Reforms or major budgetary decisions are all frozen now. The paralysis of 2019-2021 is back.
Perhaps it was inevitable. Perhaps there is no path back to power for Netanyahu that doesn’t chart a reverse course back through the paralysis that pushed him out in the first place.
But there are real costs to that paralysis that are obscured by the news media’s sportscasting style of political coverage — costs that will be paid not by Bennett or Silman or Netanyahu, but by countless ordinary Israelis in the coming years.

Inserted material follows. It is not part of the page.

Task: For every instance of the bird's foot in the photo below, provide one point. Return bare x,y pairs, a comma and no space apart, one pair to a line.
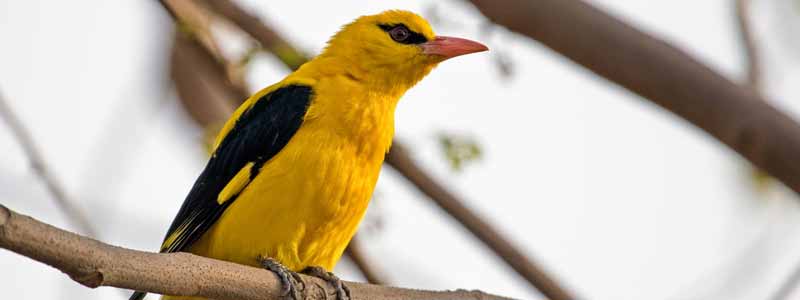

A major, urgently needed billion-shekel package of financial aid for small businesses hurt by pandemic closures hangs in the legislative balance, as does a new pension framework for the army, a minimum wage increase, and tax breaks for working parents. The largest-ever transportation spending bill, a dramatic upgrade to the country’s rail networks, now sits on the Knesset docket waiting to move forward. A revised Haredi draft bill that would release more young Haredi men from their study obligations and allow them to join the workforce at a younger age will be frozen.
So it goes for a dozen more major initiatives, most of them supported as wholeheartedly by Likud as by Labor and Meretz, but now headed for a political deep freeze.
Politics aren’t a sport. Neither Silman nor Netanyahu nor Bennett are their subject. They are, first and foremost, the management of the people’s business — and that business will once again not get done.
Silman has probably handed Netanyahu the beginning of the end of the Bennett-Lapid government. Rumors are circulating that Bennett, Gideon Sa’ar and Benny Gantz are already in talks on forming a joint bloc for the next election. Yet even as all sides prepare for a new campaign season, the visceral fear in the coalition of losing power may grant this hobbled government a long, drawn-out death — followed, quite possibly, by a return to the indecisive elections of the last three years.
And while partisans celebrate or mourn each twist and turn in the political soap opera, it will be ordinary Israelis, especially but not only among the struggling working classes, who will suffer the consequences.